The Estero resident believes she has two opponents: the bank and the judicial system.
She makes two claims:
• That OneWest Bank of Pasadena, Calif., is using fraudulent documents, including a promissory note and affidavit, in its attempt to foreclose.
• That she was denied due process because of the Lee County "rocket docket" and shortcuts it takes to bulldoze through backlogged foreclosures as fast as possible.
"If the rule of law actually followed in this case they'd have to give me my house (and) write off the loan," she said.
Her plight mirrors that of 13,155 Lee County residents facing foreclosure. At the height of the backlog in December 2008, there were 24,372 cases in the pipeline.
Linda Bassett’s foreclosure trial was continued by Judge McIver to March 22.

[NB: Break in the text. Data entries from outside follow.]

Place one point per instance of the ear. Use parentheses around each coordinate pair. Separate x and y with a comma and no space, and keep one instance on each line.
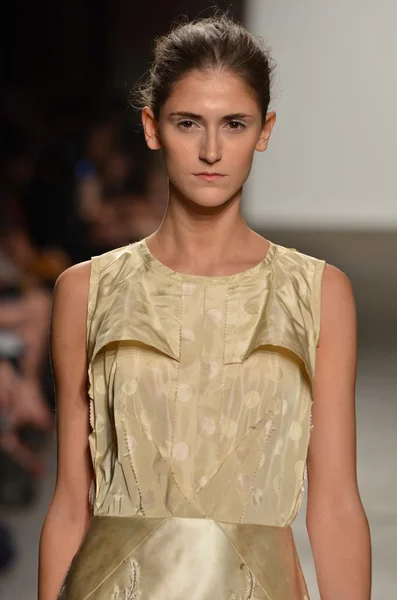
(150,128)
(266,131)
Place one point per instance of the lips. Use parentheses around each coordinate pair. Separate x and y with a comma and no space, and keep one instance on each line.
(209,176)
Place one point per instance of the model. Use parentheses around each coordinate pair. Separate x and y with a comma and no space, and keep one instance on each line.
(212,370)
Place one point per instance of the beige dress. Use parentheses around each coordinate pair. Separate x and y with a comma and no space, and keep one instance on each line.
(200,395)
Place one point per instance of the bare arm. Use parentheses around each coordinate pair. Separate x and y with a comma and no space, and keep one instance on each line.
(336,521)
(69,513)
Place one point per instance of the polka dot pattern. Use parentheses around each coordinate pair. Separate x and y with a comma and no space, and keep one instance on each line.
(201,389)
(207,426)
(252,399)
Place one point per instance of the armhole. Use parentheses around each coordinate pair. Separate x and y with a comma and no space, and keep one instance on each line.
(316,298)
(92,299)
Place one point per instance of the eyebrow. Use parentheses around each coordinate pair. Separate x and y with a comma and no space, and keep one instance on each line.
(189,115)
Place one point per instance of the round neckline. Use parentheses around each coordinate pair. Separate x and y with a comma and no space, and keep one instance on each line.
(160,267)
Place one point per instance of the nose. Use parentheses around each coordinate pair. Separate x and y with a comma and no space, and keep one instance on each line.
(210,149)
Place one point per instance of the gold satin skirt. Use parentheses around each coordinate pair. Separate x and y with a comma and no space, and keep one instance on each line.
(150,558)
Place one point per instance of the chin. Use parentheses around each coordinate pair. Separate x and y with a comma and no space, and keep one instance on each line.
(209,197)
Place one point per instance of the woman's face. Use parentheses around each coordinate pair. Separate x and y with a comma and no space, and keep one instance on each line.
(209,129)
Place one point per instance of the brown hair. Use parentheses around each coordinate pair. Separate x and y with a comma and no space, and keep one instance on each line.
(211,43)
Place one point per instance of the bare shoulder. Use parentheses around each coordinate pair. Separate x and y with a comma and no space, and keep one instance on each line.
(73,284)
(338,311)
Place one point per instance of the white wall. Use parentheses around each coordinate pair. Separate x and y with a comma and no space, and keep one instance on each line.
(332,160)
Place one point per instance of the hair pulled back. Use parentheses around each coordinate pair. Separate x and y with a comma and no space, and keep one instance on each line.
(216,42)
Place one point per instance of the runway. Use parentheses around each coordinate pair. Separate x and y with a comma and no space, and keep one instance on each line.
(377,451)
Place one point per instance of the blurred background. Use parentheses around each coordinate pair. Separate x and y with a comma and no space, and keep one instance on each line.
(76,180)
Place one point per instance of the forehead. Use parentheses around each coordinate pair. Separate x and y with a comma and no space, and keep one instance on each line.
(215,91)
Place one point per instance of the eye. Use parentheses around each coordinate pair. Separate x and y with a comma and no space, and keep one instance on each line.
(236,125)
(186,124)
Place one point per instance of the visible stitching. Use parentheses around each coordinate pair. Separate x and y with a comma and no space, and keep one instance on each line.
(124,559)
(132,593)
(243,561)
(141,510)
(177,381)
(223,370)
(271,430)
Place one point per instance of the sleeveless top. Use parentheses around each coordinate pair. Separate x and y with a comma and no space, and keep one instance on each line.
(201,391)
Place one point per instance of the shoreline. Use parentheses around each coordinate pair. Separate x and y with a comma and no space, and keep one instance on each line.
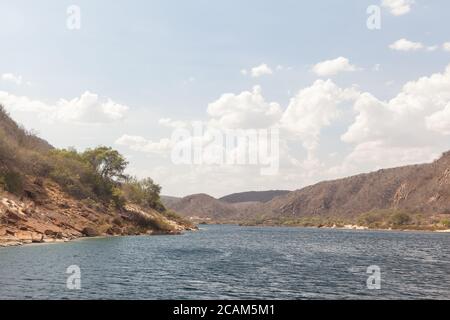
(9,244)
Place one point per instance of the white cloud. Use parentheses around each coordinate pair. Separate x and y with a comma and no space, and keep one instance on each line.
(247,110)
(406,45)
(398,7)
(440,121)
(88,108)
(415,122)
(413,127)
(167,122)
(446,46)
(314,108)
(333,67)
(261,70)
(138,143)
(10,77)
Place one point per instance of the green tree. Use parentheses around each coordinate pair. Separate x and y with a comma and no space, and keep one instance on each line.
(107,162)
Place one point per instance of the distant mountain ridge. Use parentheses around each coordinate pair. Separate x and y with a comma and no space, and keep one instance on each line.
(420,191)
(253,196)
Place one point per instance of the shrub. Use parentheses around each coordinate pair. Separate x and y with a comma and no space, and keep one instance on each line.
(12,182)
(399,219)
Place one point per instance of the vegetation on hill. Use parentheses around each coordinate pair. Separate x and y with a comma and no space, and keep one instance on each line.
(95,177)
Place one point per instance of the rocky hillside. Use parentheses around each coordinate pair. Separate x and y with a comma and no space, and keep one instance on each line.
(415,197)
(49,195)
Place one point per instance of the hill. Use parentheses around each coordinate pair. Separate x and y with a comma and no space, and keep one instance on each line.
(48,195)
(410,197)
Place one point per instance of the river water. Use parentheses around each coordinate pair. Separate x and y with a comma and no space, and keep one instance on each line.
(231,262)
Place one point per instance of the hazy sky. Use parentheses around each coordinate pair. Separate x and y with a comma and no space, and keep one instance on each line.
(345,98)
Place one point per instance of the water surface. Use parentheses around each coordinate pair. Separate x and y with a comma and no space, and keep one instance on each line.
(231,262)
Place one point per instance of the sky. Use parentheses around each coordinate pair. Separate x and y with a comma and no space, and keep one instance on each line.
(344,97)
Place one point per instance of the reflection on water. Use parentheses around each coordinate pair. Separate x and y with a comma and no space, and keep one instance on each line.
(230,262)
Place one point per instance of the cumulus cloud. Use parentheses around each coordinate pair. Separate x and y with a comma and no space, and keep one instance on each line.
(406,45)
(89,108)
(10,77)
(440,121)
(258,71)
(138,143)
(169,123)
(446,46)
(416,121)
(412,127)
(247,110)
(333,67)
(398,7)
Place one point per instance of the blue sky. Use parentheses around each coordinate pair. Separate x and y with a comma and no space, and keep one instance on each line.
(170,59)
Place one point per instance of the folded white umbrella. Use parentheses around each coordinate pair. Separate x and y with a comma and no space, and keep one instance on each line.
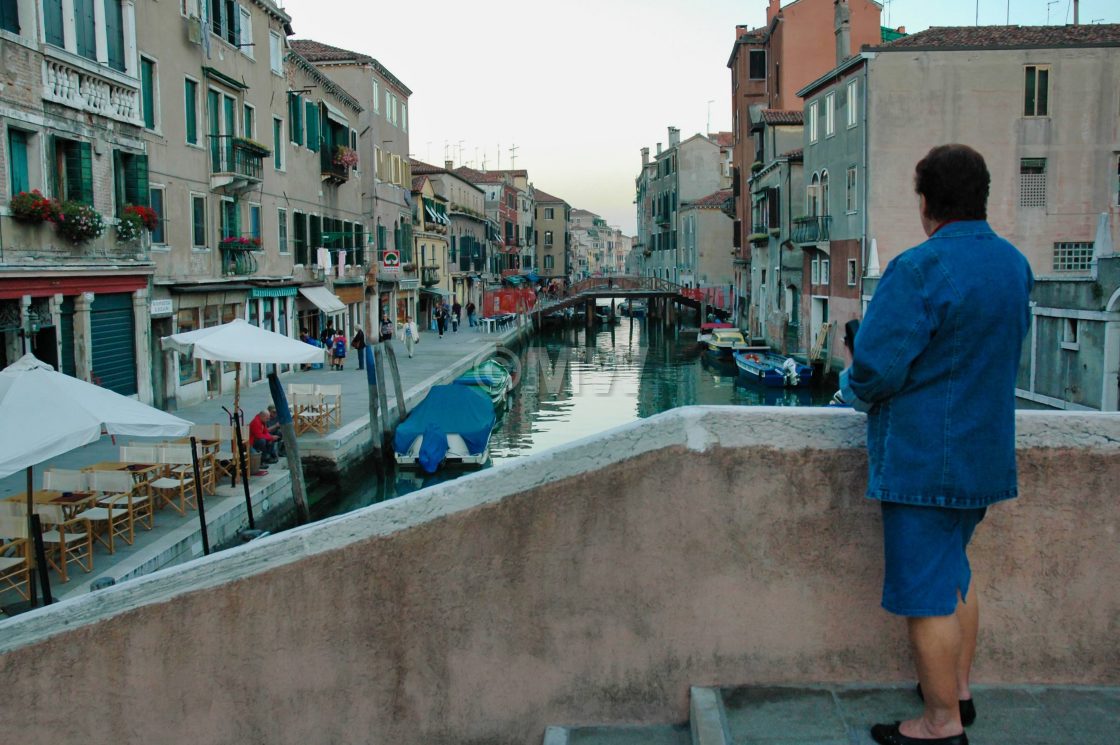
(239,341)
(46,413)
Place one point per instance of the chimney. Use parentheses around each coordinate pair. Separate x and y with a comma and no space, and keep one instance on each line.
(842,29)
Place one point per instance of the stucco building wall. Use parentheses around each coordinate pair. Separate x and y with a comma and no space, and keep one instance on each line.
(590,583)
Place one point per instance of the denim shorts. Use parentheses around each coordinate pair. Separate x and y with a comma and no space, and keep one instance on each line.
(925,559)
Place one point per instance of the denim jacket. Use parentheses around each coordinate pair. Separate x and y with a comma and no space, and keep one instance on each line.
(934,368)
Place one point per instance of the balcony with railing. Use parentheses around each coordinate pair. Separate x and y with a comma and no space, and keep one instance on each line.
(238,259)
(813,229)
(236,164)
(334,165)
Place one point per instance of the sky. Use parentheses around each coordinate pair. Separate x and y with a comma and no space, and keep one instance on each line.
(579,87)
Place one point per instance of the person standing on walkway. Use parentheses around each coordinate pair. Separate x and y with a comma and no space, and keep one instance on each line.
(440,318)
(386,329)
(410,335)
(357,344)
(934,368)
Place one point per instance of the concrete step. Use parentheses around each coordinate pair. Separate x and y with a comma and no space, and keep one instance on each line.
(619,735)
(842,715)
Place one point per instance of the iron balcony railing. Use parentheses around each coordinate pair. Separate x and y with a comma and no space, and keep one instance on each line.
(811,230)
(234,155)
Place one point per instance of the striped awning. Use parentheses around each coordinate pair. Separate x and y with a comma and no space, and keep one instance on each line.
(273,291)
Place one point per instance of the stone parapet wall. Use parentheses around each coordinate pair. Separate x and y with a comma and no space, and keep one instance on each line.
(590,583)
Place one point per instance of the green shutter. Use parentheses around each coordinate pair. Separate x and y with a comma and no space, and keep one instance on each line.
(85,27)
(17,161)
(147,91)
(277,131)
(114,35)
(9,16)
(313,127)
(136,183)
(190,110)
(53,21)
(78,163)
(295,118)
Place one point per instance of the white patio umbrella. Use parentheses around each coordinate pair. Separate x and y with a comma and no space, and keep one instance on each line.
(240,342)
(46,413)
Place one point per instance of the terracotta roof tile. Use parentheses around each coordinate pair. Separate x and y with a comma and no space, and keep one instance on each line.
(722,139)
(319,52)
(780,117)
(1008,37)
(714,201)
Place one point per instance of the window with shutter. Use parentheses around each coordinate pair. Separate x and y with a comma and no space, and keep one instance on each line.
(85,29)
(147,91)
(53,22)
(313,126)
(17,161)
(114,34)
(190,110)
(296,118)
(9,16)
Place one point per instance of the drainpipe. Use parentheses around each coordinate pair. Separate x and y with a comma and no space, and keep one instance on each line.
(866,188)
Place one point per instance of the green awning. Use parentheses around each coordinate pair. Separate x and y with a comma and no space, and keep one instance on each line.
(272,292)
(222,77)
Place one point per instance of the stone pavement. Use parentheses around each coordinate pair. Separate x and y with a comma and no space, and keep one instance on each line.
(177,538)
(842,715)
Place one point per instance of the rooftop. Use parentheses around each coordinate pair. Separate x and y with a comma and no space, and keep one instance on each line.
(1007,37)
(317,52)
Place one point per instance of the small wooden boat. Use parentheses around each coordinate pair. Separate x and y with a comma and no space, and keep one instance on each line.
(725,342)
(450,427)
(773,370)
(491,378)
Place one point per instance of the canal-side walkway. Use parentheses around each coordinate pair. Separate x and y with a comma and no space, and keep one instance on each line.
(178,538)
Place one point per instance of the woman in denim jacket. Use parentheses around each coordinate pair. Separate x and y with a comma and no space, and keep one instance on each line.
(934,369)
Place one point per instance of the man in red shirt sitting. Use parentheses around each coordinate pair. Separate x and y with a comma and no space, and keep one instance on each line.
(262,439)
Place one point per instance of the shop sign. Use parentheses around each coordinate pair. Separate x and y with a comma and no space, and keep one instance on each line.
(391,262)
(161,307)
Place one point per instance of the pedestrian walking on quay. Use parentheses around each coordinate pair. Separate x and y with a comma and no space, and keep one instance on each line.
(357,344)
(410,335)
(338,351)
(385,332)
(440,318)
(934,364)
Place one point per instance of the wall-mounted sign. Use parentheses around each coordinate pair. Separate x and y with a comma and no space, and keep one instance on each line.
(391,261)
(161,307)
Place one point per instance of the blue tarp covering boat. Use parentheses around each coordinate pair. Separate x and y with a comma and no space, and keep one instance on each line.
(451,422)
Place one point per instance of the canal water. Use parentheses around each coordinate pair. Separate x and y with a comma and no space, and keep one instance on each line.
(575,382)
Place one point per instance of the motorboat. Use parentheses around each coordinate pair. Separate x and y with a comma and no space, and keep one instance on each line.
(490,376)
(633,308)
(450,427)
(706,331)
(725,342)
(773,370)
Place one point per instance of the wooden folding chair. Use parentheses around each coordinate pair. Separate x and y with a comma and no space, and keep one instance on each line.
(332,400)
(178,478)
(67,540)
(15,549)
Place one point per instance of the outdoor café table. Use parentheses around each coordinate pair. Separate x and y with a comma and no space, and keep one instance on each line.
(71,502)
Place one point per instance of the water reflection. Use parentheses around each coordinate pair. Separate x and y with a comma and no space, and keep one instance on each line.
(577,382)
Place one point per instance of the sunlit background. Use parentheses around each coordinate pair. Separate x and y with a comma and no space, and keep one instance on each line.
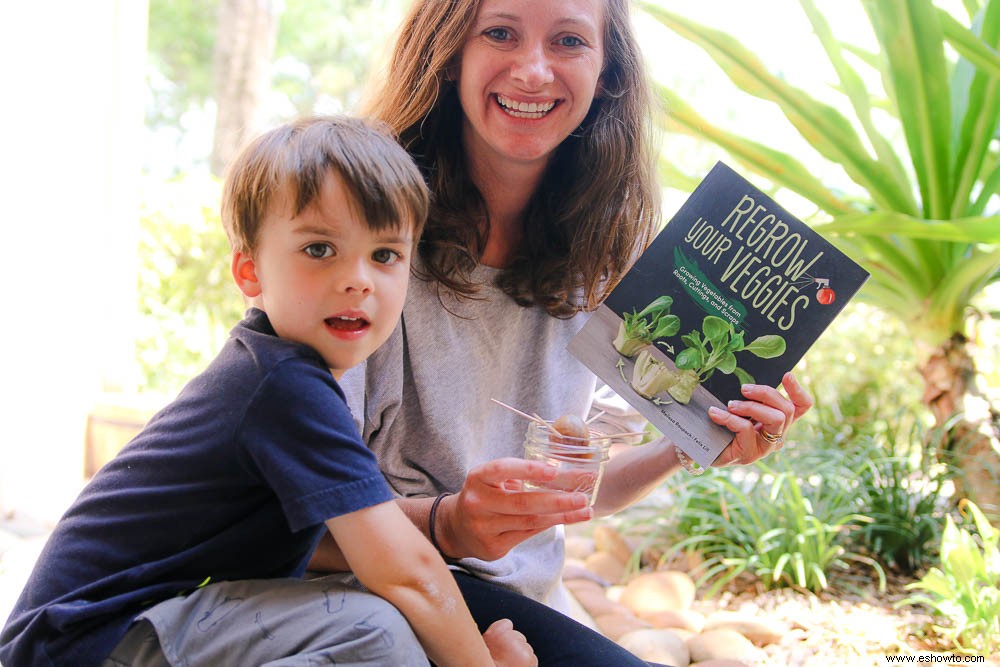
(89,154)
(110,209)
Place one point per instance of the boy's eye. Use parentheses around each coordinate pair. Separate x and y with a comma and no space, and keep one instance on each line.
(386,256)
(319,250)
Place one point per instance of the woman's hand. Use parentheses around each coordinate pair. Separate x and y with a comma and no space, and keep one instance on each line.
(760,422)
(493,512)
(507,646)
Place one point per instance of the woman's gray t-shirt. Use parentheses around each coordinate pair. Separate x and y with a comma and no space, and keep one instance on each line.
(427,410)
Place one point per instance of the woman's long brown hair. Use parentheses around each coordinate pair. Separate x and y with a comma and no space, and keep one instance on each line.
(597,205)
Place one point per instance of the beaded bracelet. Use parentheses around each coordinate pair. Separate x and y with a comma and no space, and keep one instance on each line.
(432,517)
(687,462)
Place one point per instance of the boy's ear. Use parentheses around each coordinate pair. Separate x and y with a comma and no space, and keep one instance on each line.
(245,274)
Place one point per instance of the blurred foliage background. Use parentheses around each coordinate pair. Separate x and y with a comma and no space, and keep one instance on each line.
(830,111)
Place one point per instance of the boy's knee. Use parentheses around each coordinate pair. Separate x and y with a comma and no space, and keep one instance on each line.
(382,635)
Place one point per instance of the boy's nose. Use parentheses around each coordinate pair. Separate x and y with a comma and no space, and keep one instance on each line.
(356,278)
(531,67)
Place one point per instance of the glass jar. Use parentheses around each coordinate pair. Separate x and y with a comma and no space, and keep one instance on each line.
(579,462)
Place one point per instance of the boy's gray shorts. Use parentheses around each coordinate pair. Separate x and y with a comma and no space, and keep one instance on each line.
(274,622)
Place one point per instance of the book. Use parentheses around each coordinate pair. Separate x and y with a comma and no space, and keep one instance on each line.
(733,290)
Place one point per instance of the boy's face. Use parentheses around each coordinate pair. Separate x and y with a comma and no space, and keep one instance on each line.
(325,279)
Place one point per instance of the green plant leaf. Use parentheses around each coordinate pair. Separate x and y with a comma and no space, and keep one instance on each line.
(977,105)
(859,96)
(821,125)
(780,168)
(969,45)
(767,347)
(978,229)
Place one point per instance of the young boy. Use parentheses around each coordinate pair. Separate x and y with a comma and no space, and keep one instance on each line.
(188,548)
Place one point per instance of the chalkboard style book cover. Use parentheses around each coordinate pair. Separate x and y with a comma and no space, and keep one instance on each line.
(733,290)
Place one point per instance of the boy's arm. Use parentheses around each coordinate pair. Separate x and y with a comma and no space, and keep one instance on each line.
(328,557)
(395,561)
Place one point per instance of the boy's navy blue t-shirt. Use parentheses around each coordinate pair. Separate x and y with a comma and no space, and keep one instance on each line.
(233,480)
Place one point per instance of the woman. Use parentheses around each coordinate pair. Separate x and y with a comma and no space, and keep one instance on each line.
(530,120)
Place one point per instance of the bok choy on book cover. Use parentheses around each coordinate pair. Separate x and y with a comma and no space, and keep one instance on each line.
(733,290)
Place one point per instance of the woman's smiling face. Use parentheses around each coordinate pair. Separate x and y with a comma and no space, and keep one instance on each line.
(527,75)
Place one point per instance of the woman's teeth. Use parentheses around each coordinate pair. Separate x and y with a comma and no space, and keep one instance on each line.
(524,109)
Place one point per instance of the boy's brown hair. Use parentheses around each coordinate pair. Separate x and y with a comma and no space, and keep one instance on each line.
(293,160)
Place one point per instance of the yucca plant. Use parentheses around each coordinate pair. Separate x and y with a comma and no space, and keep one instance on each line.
(966,588)
(927,227)
(776,525)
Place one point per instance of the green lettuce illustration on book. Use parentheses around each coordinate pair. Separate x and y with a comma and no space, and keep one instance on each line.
(734,290)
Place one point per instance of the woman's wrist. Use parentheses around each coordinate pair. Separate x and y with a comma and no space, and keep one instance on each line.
(436,527)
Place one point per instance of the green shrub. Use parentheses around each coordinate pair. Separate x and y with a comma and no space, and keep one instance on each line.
(784,528)
(966,588)
(904,493)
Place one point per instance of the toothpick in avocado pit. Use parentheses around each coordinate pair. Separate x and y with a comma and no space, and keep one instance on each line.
(574,426)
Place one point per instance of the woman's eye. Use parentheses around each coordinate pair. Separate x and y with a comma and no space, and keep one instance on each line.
(499,34)
(319,250)
(386,256)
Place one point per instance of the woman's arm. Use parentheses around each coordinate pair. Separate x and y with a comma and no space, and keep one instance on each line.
(394,561)
(634,472)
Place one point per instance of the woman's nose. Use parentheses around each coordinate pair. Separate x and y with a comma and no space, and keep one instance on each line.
(356,277)
(532,67)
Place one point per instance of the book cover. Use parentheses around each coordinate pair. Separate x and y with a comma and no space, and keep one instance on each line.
(733,290)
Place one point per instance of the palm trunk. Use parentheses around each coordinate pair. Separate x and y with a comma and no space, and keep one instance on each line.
(971,425)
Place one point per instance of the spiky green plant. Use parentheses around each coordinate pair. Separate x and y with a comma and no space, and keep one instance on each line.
(927,226)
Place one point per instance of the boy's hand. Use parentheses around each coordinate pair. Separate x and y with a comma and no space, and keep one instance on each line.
(508,647)
(493,512)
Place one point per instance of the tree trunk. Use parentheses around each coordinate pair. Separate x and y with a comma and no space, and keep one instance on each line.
(971,425)
(244,45)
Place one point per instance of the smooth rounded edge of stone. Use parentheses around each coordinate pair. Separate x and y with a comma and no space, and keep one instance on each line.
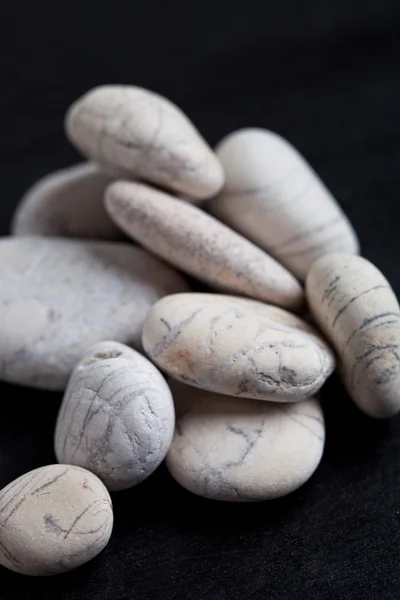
(144,426)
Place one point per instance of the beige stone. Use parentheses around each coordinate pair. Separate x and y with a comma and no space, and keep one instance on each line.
(242,450)
(117,416)
(60,296)
(135,132)
(358,311)
(225,345)
(53,519)
(274,198)
(197,243)
(67,203)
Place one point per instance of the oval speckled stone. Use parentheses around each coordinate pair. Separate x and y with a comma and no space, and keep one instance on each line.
(136,132)
(274,198)
(242,450)
(53,519)
(117,417)
(197,243)
(358,311)
(237,347)
(67,203)
(59,296)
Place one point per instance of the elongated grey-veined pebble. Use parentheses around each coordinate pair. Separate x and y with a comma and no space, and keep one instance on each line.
(67,203)
(197,243)
(117,417)
(136,132)
(60,296)
(274,198)
(237,347)
(242,450)
(358,311)
(53,519)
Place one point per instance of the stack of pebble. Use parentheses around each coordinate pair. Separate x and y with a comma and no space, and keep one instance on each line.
(238,418)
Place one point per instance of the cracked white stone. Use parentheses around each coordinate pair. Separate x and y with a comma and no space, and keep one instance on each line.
(60,296)
(135,132)
(195,242)
(67,203)
(237,347)
(274,198)
(53,519)
(117,417)
(241,450)
(356,308)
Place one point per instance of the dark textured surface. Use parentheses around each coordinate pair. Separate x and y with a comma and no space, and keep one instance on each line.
(326,75)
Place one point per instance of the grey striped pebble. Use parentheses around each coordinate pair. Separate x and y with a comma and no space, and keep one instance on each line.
(53,519)
(137,133)
(200,245)
(358,311)
(242,450)
(117,417)
(274,198)
(237,347)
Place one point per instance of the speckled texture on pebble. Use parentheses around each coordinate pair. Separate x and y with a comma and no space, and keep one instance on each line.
(53,519)
(136,132)
(237,347)
(67,203)
(358,311)
(197,243)
(60,296)
(117,417)
(242,450)
(274,198)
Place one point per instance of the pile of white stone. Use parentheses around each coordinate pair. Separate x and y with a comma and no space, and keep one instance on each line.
(238,417)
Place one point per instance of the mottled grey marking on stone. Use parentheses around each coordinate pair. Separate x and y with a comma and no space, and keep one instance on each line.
(240,450)
(133,132)
(274,198)
(198,244)
(237,347)
(43,533)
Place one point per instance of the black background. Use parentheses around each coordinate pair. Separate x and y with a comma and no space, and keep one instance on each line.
(326,75)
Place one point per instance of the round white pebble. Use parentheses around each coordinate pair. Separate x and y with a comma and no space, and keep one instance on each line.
(117,417)
(241,450)
(53,519)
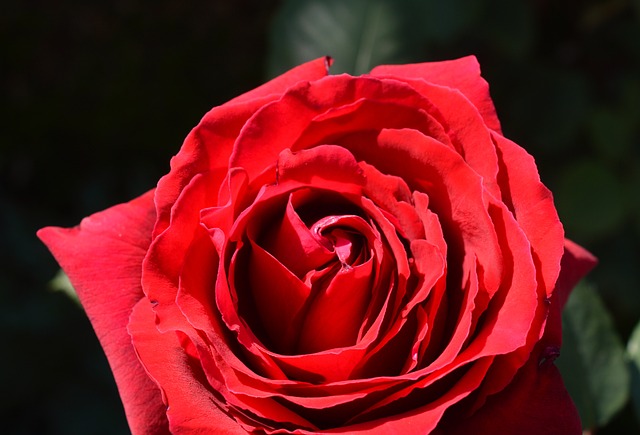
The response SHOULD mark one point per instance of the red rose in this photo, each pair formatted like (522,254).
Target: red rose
(336,254)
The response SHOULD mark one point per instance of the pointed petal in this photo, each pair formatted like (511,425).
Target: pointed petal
(103,259)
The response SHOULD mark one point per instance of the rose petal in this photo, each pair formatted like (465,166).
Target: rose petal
(535,402)
(108,286)
(462,74)
(190,405)
(221,126)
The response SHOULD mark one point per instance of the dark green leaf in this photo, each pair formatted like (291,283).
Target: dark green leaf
(633,350)
(357,34)
(593,362)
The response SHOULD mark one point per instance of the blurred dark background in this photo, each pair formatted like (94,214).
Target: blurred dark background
(96,98)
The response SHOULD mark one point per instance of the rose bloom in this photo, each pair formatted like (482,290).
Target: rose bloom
(336,254)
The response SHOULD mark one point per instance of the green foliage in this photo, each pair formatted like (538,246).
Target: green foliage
(61,283)
(593,361)
(357,34)
(633,351)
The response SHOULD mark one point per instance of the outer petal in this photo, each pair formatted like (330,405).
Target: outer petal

McIver told the Estero resident, who is defending herself in the case, that she has 10 days to find an attorney. Otherwise, the trial will proceed on March 22 with Bassett acting as her own counsel.
Bassett asked for the continuance after the Rev. Wayne Robinson, pastor of All Faiths Unitarian Church in Fort Myers, came to court and spoke to her just before the trial, saying he knows of an attorney who could help her.
The attorney, Howard Freidin, of law firm Freidin & Inglis of Fort Myers, has agreed to meet with Bassett on Friday.
“These are difficult times,” Freidin said. “The judges are charged with resolving these as quickly as possible and sometimes things are overlooked.”